Deshalb musste sie das schwere Tier ständig hin- und herdrehen. Das war Schwerstarbeit für sie. Gelegentlich stöhnte der Wolf mit einem kehligen Laut auf, kam aber nicht zu Bewusstsein. Sein Atem ging jetzt flach und gleichmäßig.

Maja formte die Kräuter, die sie zur Behandlung ihres Patienten gesammelt hatte, zu kleinen Kugeln. Diese zerkaute sie dann im Mund zu einer Paste oder einem Brei und bestrich damit vorsichtig und geschickt die vielen Verletzungen.

Das tat sie zwei mal am Tag.

Für sich selbst suchte sie Kräuter und Beeren sowie verschiedene Wurzeln, die sie essen konnte.

Überdies hatte das Äußere des Mädchens in dieser Woche eine grundlegende Veränderung erfahren.

Dass ihr Kleid, dass sie nachdem Trocknen wieder übergezogen hatte, immer schmutziger wurde, war im Vergleich zu dem Rest noch das kleinere Problem. Ihre Schürze hatte sie irgendwo auf der Flucht verloren.
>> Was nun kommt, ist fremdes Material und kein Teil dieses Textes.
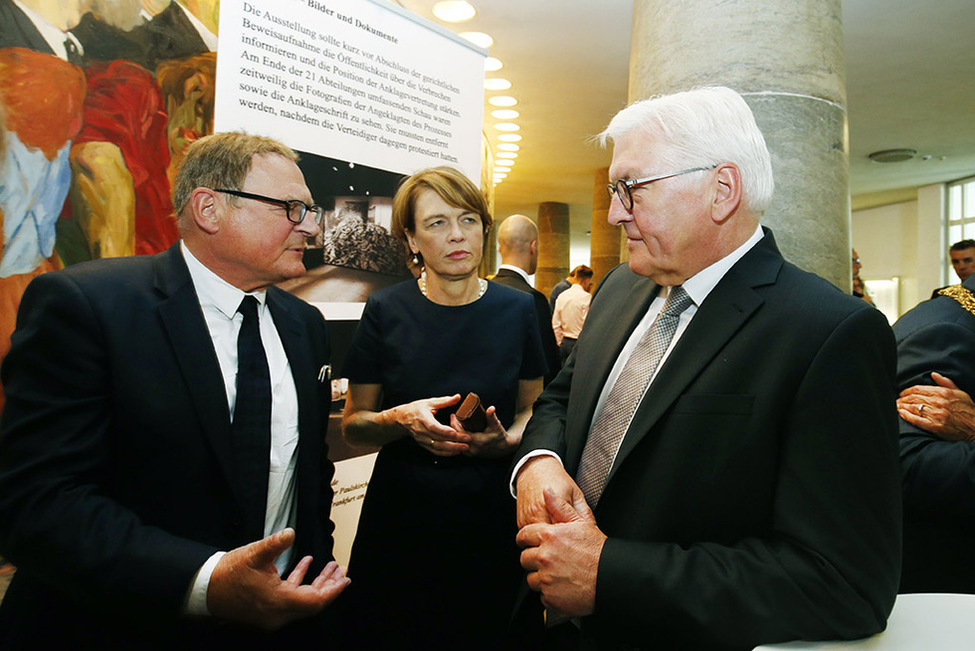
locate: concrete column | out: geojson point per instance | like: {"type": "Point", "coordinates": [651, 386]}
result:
{"type": "Point", "coordinates": [786, 59]}
{"type": "Point", "coordinates": [604, 242]}
{"type": "Point", "coordinates": [553, 245]}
Zum Kräuter und Beeren sammeln war sie viel auf den Knien herum gerutscht. Dadurch war eine dicke Schicht aus Blut und Dreck darauf entstanden.
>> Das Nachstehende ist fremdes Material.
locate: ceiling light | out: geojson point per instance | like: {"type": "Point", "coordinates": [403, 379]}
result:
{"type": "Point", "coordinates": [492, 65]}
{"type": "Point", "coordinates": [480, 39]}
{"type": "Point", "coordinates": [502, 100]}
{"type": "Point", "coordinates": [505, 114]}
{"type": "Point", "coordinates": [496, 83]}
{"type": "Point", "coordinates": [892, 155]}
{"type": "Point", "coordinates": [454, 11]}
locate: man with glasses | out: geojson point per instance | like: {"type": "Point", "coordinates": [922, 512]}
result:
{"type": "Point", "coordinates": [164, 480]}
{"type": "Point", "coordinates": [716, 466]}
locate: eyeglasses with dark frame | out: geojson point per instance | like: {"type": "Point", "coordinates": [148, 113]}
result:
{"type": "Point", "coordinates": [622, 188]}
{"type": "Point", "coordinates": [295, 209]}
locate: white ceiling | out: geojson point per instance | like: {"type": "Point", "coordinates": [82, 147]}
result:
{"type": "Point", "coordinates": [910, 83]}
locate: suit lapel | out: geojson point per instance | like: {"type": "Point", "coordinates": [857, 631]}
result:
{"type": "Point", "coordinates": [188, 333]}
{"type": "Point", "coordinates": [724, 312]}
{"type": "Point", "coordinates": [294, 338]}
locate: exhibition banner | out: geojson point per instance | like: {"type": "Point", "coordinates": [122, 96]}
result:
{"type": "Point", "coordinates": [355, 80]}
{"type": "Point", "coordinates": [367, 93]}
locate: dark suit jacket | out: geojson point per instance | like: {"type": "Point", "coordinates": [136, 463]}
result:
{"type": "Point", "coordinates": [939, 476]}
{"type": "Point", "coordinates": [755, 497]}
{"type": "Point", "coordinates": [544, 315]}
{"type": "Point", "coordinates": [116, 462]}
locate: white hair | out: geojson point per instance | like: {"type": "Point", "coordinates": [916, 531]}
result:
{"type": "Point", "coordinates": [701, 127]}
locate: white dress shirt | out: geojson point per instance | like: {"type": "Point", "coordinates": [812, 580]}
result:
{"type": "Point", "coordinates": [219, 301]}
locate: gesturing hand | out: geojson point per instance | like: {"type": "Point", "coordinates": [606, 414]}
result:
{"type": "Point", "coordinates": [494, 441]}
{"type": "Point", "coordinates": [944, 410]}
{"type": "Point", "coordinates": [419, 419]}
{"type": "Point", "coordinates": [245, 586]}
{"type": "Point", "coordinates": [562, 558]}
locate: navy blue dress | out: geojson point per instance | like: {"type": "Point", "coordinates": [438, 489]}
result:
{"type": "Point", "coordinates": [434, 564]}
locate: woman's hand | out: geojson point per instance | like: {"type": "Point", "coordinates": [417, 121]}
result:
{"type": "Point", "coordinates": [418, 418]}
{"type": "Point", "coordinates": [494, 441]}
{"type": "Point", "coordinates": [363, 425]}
Beim Zerkauen der Kräuter lief ihr nicht selten ein wenig, der meist grünen Brühe, aus dem Mundwinkel. Die wischte sie dann einfach mit dem Handrücken ab. Der Erfolg davon war; ein bis zur Unkenntlichkeit schmuddeliges Gesicht.

Mit anderen Worten, Maja war völlig verdreckt und verkrustet.

Das schöne rote Haar war strähnig und von rostig brauner Farbe. Sie stank in der Zwischenzeit schlimmer als der Wolf.

Diese Nachlässigkeit kam allerdings nicht von ungefähr. In ihr hatte sich der Gedanke ihren Patienten retten zu müssen wie eine Besessenheit festgesetzt, die alles andere schlichtweg ausblendete. Wenn der Wolf stürbe, wäre sie schon wieder allein. Davor hatte sie wirklich Angst.

Sie hatte die Wunden des Tieres gewaschen und sein Fell grob gereinigt. Er roch zwar immer noch streng, jedoch bereits weit besser als vor einer Woche.

Im Morgengrauen des achten Tages, die Vögel im Wald waren gerade erwacht, schreckte Maja aus dem Schlaf hoch.

Etwas hatte sie geweckt.

Sie spürte deutlich, eine Veränderung in der kleinen Höhle, wusste aber nicht zu deuten, worum es sich dabei handelte.

Sie lauschte in die Stille. Dann erkannte sie es.

Das Atmen des Wolfs, es war anderes geworden, nicht mehr so flach, es war kräftiger und eher stoßweise.